He may have been crazed, and he may have been acting alone, but it’s only because he’s been radicalized by a Republican party steeped in conspiracy. He may have acted alone, but he did so with the implicit permission of the tens of thousands who advocate this brand of political violence. TFG is out of office, but it’s not getting better. It’s getting worse. I don’t know where it stops. A lawmaker will be killed, and I doubt that will change anything, either, because the person who commits the assassination — regardless of how extreme he has been radicalized by elected officials or the top cable news channel in the country — will still be characterized as acting alone. Things are bad, and I would expect them to get worse over the next 12 days, and maybe thereafter, too.

I know there are thousands of liberals who would probably celebrate the deaths of certain Republican public officials (or Supreme Court justices), but at least Democratic politicians aren’t encouraging it, at least our media echo chambers do not advocate political violence.
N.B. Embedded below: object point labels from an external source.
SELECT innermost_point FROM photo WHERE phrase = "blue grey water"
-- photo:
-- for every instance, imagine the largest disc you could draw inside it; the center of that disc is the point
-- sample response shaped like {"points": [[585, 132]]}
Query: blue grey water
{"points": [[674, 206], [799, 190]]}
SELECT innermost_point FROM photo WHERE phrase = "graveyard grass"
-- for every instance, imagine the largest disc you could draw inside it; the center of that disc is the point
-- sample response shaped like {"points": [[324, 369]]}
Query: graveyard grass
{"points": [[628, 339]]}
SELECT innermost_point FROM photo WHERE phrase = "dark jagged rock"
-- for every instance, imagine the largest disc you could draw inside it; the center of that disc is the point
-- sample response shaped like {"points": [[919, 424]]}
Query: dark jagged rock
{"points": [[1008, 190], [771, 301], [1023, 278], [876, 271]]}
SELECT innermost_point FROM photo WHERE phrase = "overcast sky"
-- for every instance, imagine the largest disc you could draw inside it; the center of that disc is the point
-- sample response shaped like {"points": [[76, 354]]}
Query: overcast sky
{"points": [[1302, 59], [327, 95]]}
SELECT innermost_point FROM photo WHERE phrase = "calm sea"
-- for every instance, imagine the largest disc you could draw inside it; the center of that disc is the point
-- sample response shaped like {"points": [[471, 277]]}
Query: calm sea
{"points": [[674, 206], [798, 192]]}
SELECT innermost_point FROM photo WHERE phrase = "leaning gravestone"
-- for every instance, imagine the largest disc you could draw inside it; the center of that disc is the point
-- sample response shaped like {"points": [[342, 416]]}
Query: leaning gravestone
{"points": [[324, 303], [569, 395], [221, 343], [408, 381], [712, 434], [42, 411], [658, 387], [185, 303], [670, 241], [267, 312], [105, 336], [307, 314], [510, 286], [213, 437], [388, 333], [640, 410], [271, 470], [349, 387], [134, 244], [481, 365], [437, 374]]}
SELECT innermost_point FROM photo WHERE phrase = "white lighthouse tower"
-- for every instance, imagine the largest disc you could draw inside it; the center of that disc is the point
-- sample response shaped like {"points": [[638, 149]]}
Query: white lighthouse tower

All the same, I think it’s incumbent upon the entire media infrastructure — from Fox News to the Daily Kos — to at the very least say, “Hey! Murder is not OK.” It’s not OK to kill Nancy Pelosi, and — no matter how much you might detest him — it’s not OK to kill Mitch McConnell, either. Vote. Protest. March. Get so angry that your teeth crack from grinding. But don’t murder.

Jake Tapper — of all people — says it best here.

“We’re at a moment right now of extreme polarization, where calls for violence are leading to actual violence. We cannot pretend that these are all isolated, fringe events. There are people in mainstream accepted society - elected officials, TV anchors, others - who have been creating a permission structure that is helping to open the door to this violence, a permission structure created when they dehumanize opponents or smear them, or belittle or make light of acts or threats of violence against their perceived foes or spread conspiracy theories.”

We don’t need to offer examples of those permission structures — we see them every day on Fox News, on social media, from the former President of the United States. We know exactly who Tapper is talking about. I don’t know how to make it stop, but we should at least speak out against it.